Children learn what a hero is

September 10, 2011 • Local News

Children at Generations of Learn[auth] ing recite the Pledge of Allegiance Friday morning during the Grandparents & Hero Celebration held to honor the memory of 9/11. (Mark Wilson Photo)

Youngsters clad in red, white and blue with American flags tattooed on their cheeks honored their heroes, large and small, in a combined 9/11 and grandparent’s day celebration Friday morning at Generations of Learning Center.

The center celebrates 9/11 annually, but began coordinating the event with grandparent’s day a few years ago.

“We make it a hero day celebration. We’re honoring our first responders. We’re honoring our grandparents — people who have made an impact on our lives. We try to instill that in them to look for somebody that is a hero in their life, and we talk a lot about heroes. Even though they’re young they’re beginning to get the idea of what a hero is,” said Marilyn Wagner, co-director of the center.

Some 125 children participated in the event, according to Jeri Key, co-director of the center.

“We just really love to honor the people that do so much for us each and every day of the year,” she said.

The center, started in 1937, believes strongly in heritage.

“If we’re going to be successful in raising children in this day and time, we’ve got to get the whole family involved,” Wagner said. “We try to have an event once a month that encourages family to come out and interact with their children.”
Children attending the center are far removed from the happenings of 9/11, but Wagner says they still try to keep the event current.

“We do try to tell them that people sacrificed their lives on 9/11. Mostly what I do is try to encourage them to honor our police force, our armed forces, our sheriff and people in uniform to get them to know what an important job they do for their country. We try to keep it fresh. I don’t want to scare them, but I want them to understand the freedom we do have. The school has always stood on patriotism, and we stand very highly on that.”

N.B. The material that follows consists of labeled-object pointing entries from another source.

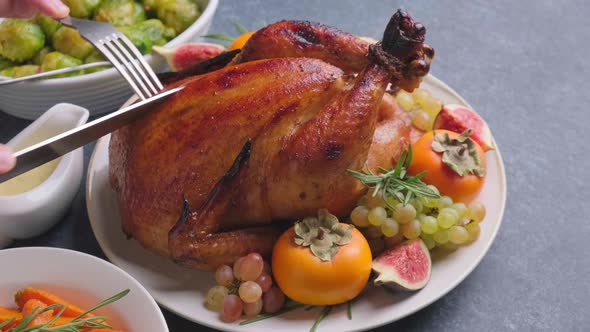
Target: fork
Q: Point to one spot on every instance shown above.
(121, 52)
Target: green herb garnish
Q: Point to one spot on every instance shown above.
(77, 324)
(396, 183)
(321, 317)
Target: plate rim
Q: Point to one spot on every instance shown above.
(226, 327)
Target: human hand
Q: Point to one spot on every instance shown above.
(28, 8)
(7, 160)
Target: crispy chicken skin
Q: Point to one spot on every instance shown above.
(309, 102)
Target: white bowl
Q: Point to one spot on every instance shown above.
(99, 92)
(84, 280)
(33, 212)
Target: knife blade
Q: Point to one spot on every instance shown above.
(55, 147)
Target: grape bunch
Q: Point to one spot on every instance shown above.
(423, 107)
(438, 222)
(246, 288)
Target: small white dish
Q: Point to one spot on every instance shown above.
(184, 291)
(33, 212)
(99, 92)
(83, 280)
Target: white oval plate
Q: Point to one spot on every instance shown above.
(82, 279)
(183, 291)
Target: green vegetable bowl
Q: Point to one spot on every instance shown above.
(99, 92)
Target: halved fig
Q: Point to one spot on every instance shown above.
(406, 266)
(187, 55)
(459, 118)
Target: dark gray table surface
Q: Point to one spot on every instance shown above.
(523, 65)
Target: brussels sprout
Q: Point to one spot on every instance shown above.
(120, 12)
(57, 60)
(20, 39)
(67, 40)
(95, 56)
(40, 56)
(178, 14)
(82, 8)
(148, 33)
(5, 63)
(48, 25)
(20, 71)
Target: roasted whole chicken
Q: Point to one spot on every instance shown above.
(214, 172)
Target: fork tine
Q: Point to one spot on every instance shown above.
(134, 61)
(105, 51)
(110, 44)
(139, 56)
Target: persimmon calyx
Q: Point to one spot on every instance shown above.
(460, 153)
(324, 234)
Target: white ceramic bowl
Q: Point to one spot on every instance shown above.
(99, 92)
(33, 212)
(82, 279)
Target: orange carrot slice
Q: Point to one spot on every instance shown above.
(30, 306)
(8, 314)
(48, 298)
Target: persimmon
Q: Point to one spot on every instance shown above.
(460, 174)
(321, 265)
(240, 41)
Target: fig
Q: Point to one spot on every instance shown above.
(187, 55)
(459, 118)
(406, 266)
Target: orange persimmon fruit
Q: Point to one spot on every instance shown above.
(446, 180)
(305, 278)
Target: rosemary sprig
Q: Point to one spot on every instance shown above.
(321, 317)
(396, 183)
(77, 324)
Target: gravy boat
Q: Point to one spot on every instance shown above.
(33, 212)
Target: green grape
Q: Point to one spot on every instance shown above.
(445, 201)
(428, 225)
(215, 297)
(373, 232)
(461, 209)
(404, 213)
(405, 99)
(431, 106)
(458, 235)
(375, 201)
(359, 216)
(429, 202)
(362, 201)
(473, 230)
(420, 95)
(377, 216)
(422, 120)
(476, 211)
(447, 217)
(392, 200)
(428, 241)
(417, 204)
(389, 227)
(411, 230)
(433, 188)
(441, 236)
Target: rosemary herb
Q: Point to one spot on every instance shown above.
(396, 183)
(77, 324)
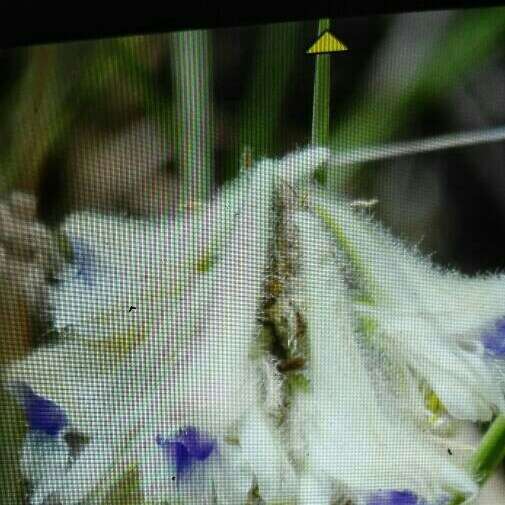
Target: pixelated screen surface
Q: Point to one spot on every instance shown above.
(256, 265)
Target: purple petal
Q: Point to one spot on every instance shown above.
(395, 498)
(84, 260)
(186, 448)
(42, 414)
(197, 445)
(494, 339)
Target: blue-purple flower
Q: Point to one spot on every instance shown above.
(494, 340)
(187, 448)
(42, 414)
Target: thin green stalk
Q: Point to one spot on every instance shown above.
(191, 55)
(275, 58)
(489, 455)
(321, 104)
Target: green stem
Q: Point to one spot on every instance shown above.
(193, 130)
(489, 455)
(321, 104)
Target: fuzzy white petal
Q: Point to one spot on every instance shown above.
(351, 434)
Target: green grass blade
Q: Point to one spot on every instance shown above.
(260, 116)
(193, 130)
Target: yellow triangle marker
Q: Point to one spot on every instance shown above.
(326, 43)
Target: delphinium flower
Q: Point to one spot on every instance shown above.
(282, 345)
(440, 330)
(350, 439)
(107, 391)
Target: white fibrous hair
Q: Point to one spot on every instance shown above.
(273, 345)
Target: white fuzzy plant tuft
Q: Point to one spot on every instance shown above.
(283, 347)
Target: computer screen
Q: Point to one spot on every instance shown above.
(258, 264)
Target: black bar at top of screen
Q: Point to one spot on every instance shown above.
(82, 22)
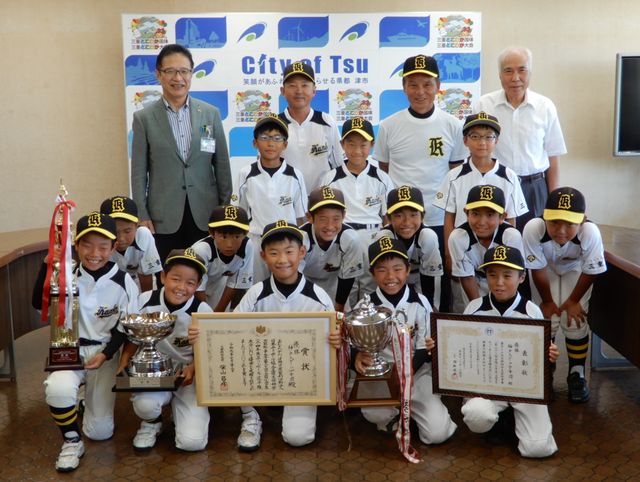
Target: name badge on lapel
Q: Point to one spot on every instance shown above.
(207, 141)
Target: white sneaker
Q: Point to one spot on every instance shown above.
(69, 457)
(250, 431)
(147, 435)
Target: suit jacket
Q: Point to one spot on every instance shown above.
(161, 181)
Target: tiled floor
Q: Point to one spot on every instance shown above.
(599, 440)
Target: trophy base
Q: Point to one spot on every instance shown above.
(382, 391)
(168, 383)
(64, 358)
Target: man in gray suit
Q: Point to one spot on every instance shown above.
(180, 161)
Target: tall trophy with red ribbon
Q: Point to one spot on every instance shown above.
(60, 300)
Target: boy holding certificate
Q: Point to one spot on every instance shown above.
(504, 267)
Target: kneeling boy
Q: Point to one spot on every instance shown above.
(389, 264)
(183, 271)
(504, 267)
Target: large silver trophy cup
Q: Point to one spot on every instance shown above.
(148, 369)
(369, 330)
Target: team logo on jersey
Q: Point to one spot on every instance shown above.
(436, 147)
(486, 193)
(404, 193)
(106, 312)
(564, 202)
(117, 205)
(327, 193)
(230, 213)
(95, 220)
(318, 149)
(385, 244)
(500, 253)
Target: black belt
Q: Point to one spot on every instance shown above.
(532, 177)
(364, 226)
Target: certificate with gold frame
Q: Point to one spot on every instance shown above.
(493, 357)
(265, 359)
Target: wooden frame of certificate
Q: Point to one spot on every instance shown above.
(265, 359)
(493, 357)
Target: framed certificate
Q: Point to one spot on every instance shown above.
(491, 356)
(265, 359)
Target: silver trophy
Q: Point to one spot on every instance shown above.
(370, 329)
(148, 369)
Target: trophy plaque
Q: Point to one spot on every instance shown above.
(60, 300)
(149, 369)
(369, 329)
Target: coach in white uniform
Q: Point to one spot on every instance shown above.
(419, 145)
(531, 139)
(314, 141)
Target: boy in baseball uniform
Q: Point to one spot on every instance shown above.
(565, 254)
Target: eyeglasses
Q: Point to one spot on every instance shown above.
(184, 73)
(266, 138)
(478, 137)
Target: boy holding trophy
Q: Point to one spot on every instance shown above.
(106, 294)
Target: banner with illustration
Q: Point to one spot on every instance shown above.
(357, 58)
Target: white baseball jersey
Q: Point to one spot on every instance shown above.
(529, 133)
(423, 252)
(365, 195)
(452, 196)
(313, 147)
(419, 152)
(344, 258)
(583, 253)
(268, 198)
(141, 257)
(104, 302)
(264, 296)
(176, 345)
(236, 273)
(467, 253)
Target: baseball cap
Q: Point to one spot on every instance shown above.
(405, 196)
(421, 64)
(386, 245)
(359, 125)
(481, 119)
(97, 223)
(272, 120)
(298, 68)
(120, 207)
(189, 255)
(326, 196)
(228, 215)
(280, 226)
(565, 204)
(487, 196)
(504, 256)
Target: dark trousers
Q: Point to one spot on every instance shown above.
(187, 234)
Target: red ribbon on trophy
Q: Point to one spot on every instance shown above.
(343, 366)
(60, 242)
(401, 343)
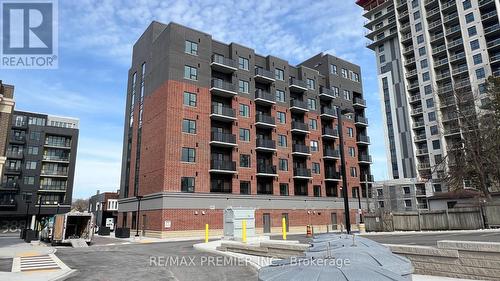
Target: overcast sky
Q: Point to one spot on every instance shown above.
(95, 46)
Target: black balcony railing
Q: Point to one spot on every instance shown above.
(328, 152)
(223, 165)
(300, 148)
(223, 137)
(224, 111)
(265, 143)
(296, 125)
(263, 95)
(266, 169)
(298, 104)
(264, 73)
(330, 132)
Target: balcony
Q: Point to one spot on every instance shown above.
(222, 139)
(297, 85)
(328, 112)
(327, 93)
(302, 173)
(55, 158)
(364, 159)
(330, 133)
(301, 150)
(265, 145)
(332, 175)
(223, 113)
(222, 88)
(329, 153)
(263, 76)
(222, 64)
(359, 103)
(266, 171)
(15, 154)
(300, 127)
(223, 166)
(264, 121)
(264, 97)
(361, 139)
(359, 120)
(298, 106)
(56, 173)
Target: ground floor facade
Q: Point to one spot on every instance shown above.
(178, 214)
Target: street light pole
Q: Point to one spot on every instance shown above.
(343, 170)
(139, 197)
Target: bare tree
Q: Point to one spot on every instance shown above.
(80, 205)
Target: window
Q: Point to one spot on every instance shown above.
(469, 17)
(191, 48)
(472, 31)
(353, 171)
(244, 134)
(190, 72)
(244, 187)
(245, 160)
(280, 96)
(477, 58)
(425, 76)
(30, 165)
(29, 180)
(480, 73)
(283, 164)
(311, 104)
(421, 51)
(189, 126)
(436, 144)
(284, 189)
(474, 45)
(429, 103)
(434, 130)
(243, 63)
(282, 140)
(187, 184)
(423, 63)
(190, 99)
(317, 190)
(279, 74)
(33, 150)
(315, 168)
(313, 124)
(281, 117)
(188, 155)
(243, 86)
(244, 110)
(314, 146)
(352, 151)
(333, 69)
(431, 116)
(311, 84)
(350, 132)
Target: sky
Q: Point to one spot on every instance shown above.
(95, 48)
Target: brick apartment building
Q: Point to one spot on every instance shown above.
(211, 125)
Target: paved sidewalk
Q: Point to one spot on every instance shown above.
(33, 262)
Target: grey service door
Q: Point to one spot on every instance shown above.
(266, 221)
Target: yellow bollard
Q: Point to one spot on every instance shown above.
(283, 226)
(244, 231)
(206, 233)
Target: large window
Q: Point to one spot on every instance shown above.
(190, 72)
(187, 184)
(188, 155)
(191, 48)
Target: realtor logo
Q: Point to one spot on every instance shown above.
(29, 34)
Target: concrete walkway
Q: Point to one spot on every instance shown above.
(33, 262)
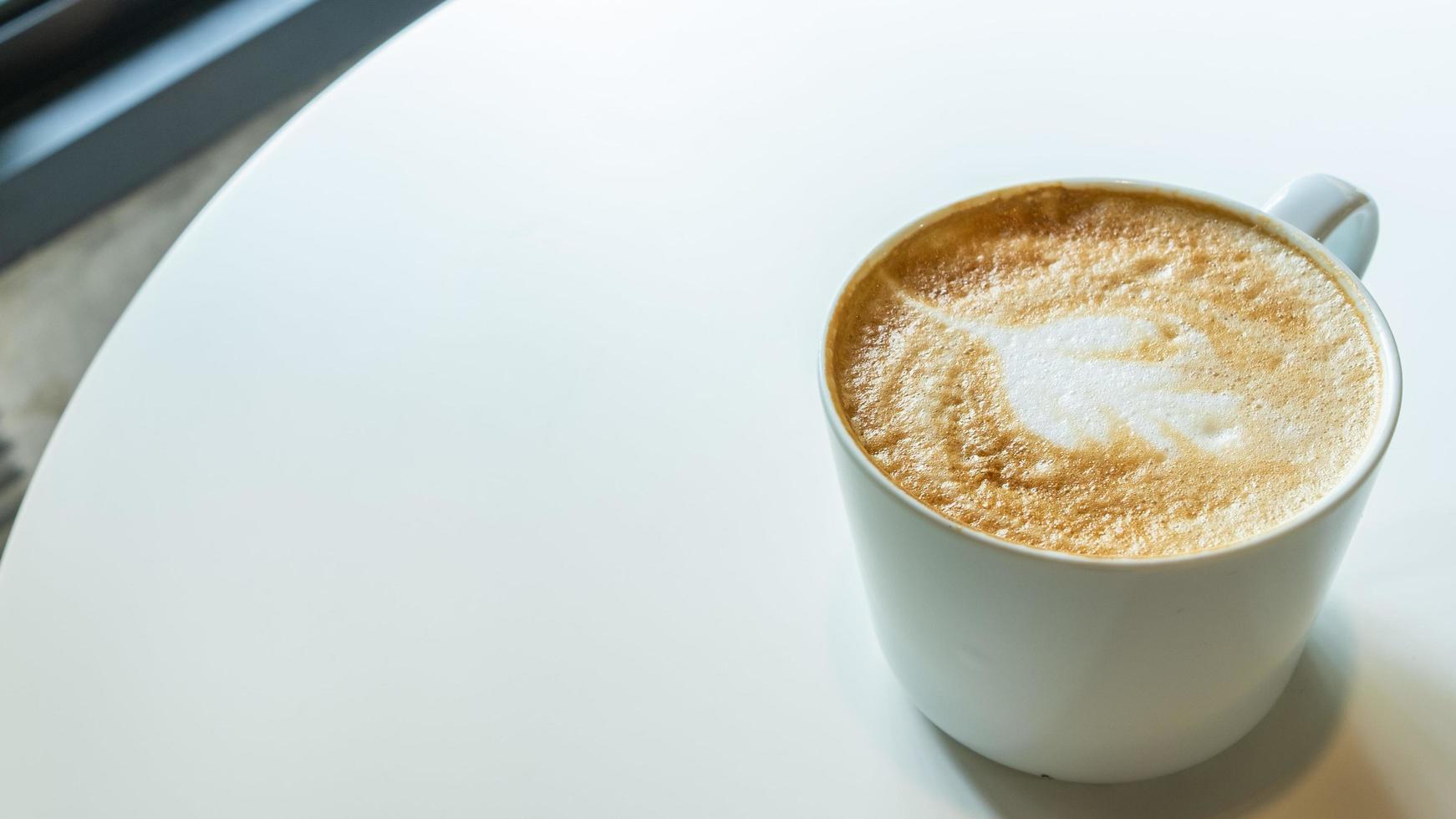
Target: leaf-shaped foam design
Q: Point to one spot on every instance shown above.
(1067, 383)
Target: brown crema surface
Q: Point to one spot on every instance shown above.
(1104, 373)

Throughout the day children were able to meet local heroes in attendance from the police, fire and sheriff’s department, and received tours of their respective vehicles.

“They get to understand that they are our friends, that you should never be afraid of them,” she said.

Jazmin Sarabia, a member of the National Guard and the mother of a student at the school, said the event had a personal effect on her.

“It’s great to get support from the community,” she said. “It means the world.”